A little advice to filmmakers who probably think the shaky-cam creates a feeling of being knocked off-balance, like you would be, in a fight.

STOP. IT.

Pull the camera back, hold it still, and let us SEE THE DAMN MOVES!! Rob Cohen actually made a Michelle Yeoh/Jet Li fight look bad, by not taking these simple steps.

Say what you will about Stephen Sommers, but that Egyptian fight exhibition flashback, from Mummy 2 was very well-done.

Part of the reason that looked amazing was because THEY PULLED THE CAMERA BACK AND KEPT IT STILL ENOUGH FOR US TO SEE WHAT WAS GOING ON!!

*whew!*

I'm sorry, but that happens in a lot of movies, and I really, really, hate that.

Two other things also bugged me. The Chinese Red-shirts in the beginning and the expected masculine finish, instead of the feminine one, which would have made more sense and ultimately would have been more satisfying.

...Oh, you'll know what I'm talking about, when you see it on cable. Which is what I advise you to do. Just wait and catch it on cable and then mercilessly heckle it.

= Awesomely...
= Bad.


PARENTS:
It has typically edgy/can-be-scary to the younger kiddies, special effects. School-aged kids should be fine with it.

STEPBROTHERS



I really didn't much care for this movie. I'd say 95% of it was painfully straining for a laugh, failing miserably at doing so, while about 5% was pretty damn funny.

Most of that, I think, has to do with the premise. It just wasn't believable to me, even within the warped context of this film. I just could not swallow the idea of these forty year-old guys acting like spoiled 12 year-olds.

Are there immature adults, who still live with their parents?
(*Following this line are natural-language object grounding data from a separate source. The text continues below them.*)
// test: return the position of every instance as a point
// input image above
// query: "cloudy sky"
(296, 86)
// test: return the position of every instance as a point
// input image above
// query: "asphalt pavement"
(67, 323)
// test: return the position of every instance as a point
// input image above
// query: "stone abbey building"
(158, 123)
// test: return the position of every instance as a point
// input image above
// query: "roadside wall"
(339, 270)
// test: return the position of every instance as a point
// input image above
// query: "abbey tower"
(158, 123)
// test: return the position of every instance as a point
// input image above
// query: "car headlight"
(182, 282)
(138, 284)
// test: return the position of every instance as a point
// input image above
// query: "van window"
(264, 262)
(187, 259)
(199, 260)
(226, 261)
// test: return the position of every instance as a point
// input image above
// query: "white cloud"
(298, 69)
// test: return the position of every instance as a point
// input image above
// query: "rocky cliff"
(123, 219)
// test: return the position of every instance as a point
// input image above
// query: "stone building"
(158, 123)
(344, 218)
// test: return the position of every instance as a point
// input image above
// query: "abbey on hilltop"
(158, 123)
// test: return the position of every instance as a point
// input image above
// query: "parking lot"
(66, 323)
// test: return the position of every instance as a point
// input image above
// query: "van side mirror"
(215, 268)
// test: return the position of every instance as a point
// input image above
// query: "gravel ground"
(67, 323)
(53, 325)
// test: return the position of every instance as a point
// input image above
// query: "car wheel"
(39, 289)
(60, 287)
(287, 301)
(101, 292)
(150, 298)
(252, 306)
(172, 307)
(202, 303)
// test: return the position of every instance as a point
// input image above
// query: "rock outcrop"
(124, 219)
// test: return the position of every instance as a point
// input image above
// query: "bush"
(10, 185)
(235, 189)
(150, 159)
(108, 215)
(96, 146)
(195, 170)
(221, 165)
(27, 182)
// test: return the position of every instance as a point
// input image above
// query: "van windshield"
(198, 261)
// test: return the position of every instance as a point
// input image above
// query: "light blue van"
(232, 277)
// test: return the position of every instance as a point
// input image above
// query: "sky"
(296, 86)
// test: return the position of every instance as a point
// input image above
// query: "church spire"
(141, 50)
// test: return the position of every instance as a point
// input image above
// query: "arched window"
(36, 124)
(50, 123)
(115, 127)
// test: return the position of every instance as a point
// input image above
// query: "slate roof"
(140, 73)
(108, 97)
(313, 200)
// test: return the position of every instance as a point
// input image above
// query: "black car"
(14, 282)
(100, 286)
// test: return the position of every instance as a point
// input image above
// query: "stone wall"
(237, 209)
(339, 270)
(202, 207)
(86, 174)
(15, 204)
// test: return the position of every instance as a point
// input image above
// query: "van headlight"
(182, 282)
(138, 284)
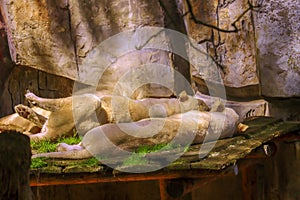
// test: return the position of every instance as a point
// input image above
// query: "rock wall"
(262, 57)
(232, 48)
(278, 45)
(259, 56)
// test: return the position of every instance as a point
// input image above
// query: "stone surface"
(278, 43)
(234, 52)
(39, 35)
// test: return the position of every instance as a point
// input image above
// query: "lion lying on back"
(108, 109)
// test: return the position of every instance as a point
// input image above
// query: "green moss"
(92, 162)
(69, 140)
(43, 146)
(135, 159)
(38, 163)
(49, 146)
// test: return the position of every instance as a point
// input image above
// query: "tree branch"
(233, 24)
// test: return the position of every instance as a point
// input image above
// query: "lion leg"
(48, 104)
(31, 115)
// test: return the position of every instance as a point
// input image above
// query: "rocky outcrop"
(277, 32)
(231, 47)
(39, 35)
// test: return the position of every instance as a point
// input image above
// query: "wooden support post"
(181, 188)
(15, 158)
(249, 182)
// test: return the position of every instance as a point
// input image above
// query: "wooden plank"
(228, 151)
(225, 153)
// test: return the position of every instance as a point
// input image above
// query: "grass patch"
(92, 162)
(49, 146)
(38, 163)
(135, 159)
(43, 146)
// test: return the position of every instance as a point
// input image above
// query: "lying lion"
(107, 108)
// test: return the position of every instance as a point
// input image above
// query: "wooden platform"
(228, 156)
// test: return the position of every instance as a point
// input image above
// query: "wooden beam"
(40, 179)
(15, 154)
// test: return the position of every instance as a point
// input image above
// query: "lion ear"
(183, 96)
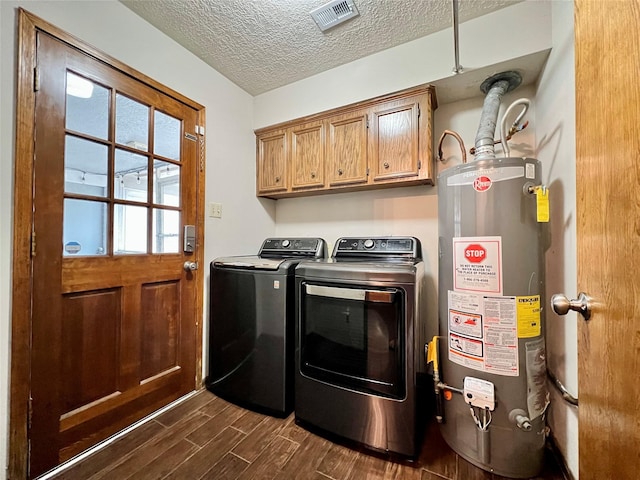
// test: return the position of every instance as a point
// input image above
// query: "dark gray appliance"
(252, 324)
(359, 342)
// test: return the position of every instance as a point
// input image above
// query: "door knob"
(561, 304)
(190, 266)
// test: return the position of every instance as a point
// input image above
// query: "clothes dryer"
(360, 337)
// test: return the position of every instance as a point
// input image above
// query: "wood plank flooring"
(206, 437)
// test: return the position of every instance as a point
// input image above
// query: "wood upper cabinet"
(307, 155)
(347, 148)
(272, 160)
(383, 142)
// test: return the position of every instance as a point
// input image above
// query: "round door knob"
(561, 304)
(190, 266)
Yes, but I think it would have been funnier, if they actually acted like those adults. The biggest laughs come from identifying with something you'd usually not admit is truth for fear of embarrassment. In this film? The concept was so out there, there was little to identify with.

Most of it felt like they desperately tossed out the most random and extreme things hoping to catch a laugh. From just cursing in general (just saying f*ck, isn't funny, sorry), to playing dozens with each other. Everything just felt like they were trying too hard. And after awhile, it just felt like a chore to sit through. I couldn't wait for the end. Not a good sign.

I'd say about 20 people in my theater laughed uproariously throughout this movie, with a few folks even clapping at the end, while the rest chuckled a few times and walked out slump-shouldered.

My friend absolutely loved this. So, I say if you can wrap your brain around two twelve year-olds in adult bodies without the aid of Zoltar, then you may like it...but I think you're in the minority.



PARENTS: There are curse words and exposed genital-parts. Keep the young ones home.


P.S. I went to the 8:35 showing at the Hoffman AMC. To the A.D.D.-addled (sorry, to insult REAL folks afflicted with this) guy slumping in the left-most seat, in the front row...

The dayglo-light on your phone is not crack.
Your texts can wait until AFTER the movie OR you can take it outside.
The time is the same as when you checked it 5. SECONDS. AGO, YOU ASS.

Keep that shit closed and STOP BLINDING THE OTHER PATRONS.

...Yeah, I really need to finish up that annoying movie patron post.